2. Results and Discussion
2.1. Epidemiology and Antibiotic Susceptibility of Car-R/Ceph-S P. aerugonisa from UTIs
Between 2008 and 2017, n = 21,150 positive urine samples were received from outpatient clinics and n = 19,325 from inpatient departments. Among clinically significant pathogens overall, P. aeruginosa represented n = 575 (2.72% ± 0.64%) from outpatient, and n = 1045 (5.43% ± 0.81%) from inpatient samples, respectively (resulting in a sum of n = 1620 samples). Based on the disk diffusion test, n = 359 (22.16%) were carbapenem-resistant (Car-R, imipenem or meropenem minimum inhibitory concentration (MIC) ≥ 8 mg/L; n = 80 were imipenem-resistant and 96.25% were also resistant to meropenem in outpatient samples, while n = 279 were imipenem-resistant and 91.39% were also resistant to meropenem in outpatient samples, respectively; p = 0.016). The distribution of Car-R isolates was calculated from clinical samples taken from the following: first-stream urine: n = (2.22%); midstream urine: n = (27.57%); and catheter-specimen urine: n = (70.21%). The median age of patients affected by Car-R UTIs was 62 years (range: 0–90 years), with a female-to-male ratio of 0.59 (37.33% females); the majority of patients (59.71%) were aged 65 years or older. Some 22.28% of the isolates originated from outpatient clinics, while 56.69% came from the Intensive Care Departments (ICUs), 15.54% from the Dept. of Internal Medicine, and 5.49% from the Dept. of Traumatology.

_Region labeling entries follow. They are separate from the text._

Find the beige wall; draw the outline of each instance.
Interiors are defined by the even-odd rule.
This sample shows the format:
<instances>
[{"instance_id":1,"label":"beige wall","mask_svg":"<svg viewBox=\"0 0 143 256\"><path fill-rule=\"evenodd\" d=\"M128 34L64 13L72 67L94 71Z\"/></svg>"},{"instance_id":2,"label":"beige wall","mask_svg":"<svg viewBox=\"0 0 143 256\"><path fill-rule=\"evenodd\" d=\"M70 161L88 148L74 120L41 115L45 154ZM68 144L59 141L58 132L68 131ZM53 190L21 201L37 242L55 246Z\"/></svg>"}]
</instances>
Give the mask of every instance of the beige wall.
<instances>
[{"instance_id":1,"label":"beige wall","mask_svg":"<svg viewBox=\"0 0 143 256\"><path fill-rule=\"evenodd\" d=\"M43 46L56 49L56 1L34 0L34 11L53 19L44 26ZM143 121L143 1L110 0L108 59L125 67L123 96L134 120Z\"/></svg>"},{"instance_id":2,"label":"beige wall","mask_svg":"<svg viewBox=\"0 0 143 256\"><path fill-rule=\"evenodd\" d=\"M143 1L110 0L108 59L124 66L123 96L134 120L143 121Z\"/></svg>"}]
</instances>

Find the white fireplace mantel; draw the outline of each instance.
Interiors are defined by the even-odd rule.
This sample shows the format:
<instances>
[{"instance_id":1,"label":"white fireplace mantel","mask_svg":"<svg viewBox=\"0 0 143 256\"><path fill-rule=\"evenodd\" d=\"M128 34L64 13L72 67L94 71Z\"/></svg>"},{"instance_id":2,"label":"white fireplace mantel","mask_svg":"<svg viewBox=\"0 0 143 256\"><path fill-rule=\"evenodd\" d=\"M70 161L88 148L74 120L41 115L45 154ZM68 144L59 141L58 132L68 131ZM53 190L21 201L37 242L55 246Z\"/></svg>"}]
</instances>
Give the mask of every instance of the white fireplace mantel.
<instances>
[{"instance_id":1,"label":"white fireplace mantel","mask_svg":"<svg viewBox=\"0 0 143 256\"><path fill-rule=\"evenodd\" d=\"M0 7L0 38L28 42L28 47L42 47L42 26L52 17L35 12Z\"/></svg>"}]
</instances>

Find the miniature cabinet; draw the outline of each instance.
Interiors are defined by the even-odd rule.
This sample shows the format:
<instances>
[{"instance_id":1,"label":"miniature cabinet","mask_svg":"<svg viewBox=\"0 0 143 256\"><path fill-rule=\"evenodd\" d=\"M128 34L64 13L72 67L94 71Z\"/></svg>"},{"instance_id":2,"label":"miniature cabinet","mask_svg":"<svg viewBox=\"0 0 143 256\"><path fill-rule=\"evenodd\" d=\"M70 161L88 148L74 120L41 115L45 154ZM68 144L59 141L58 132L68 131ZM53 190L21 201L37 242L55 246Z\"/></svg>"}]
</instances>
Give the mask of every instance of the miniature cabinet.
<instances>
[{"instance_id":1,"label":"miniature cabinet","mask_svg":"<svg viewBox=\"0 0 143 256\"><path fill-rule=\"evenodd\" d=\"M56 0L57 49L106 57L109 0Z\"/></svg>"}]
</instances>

In addition to carbapenems, n = 231 (64.34%) were also resistant to ciprofloxacin; n = 216 (60.17%) to gentamicin and tobramycin; n = 210 (58.51%) to levofloxacin; and n = 99 (27.57%) to amikacin, respectively. No colistin resistance was found among Car-R isolates. Resistance levels were significantly higher in inpatient isolates for ciprofloxacin (p = 0.031); levofloxacin (p = 0.04); and gentamicin/tobramycin (p = 0.038). From among the Car-R isolates, n = 56 (15.59%) isolates were multidrug-resistant (MDR), while n = 16 (4.46%) were extensively drug-resistant (XDR).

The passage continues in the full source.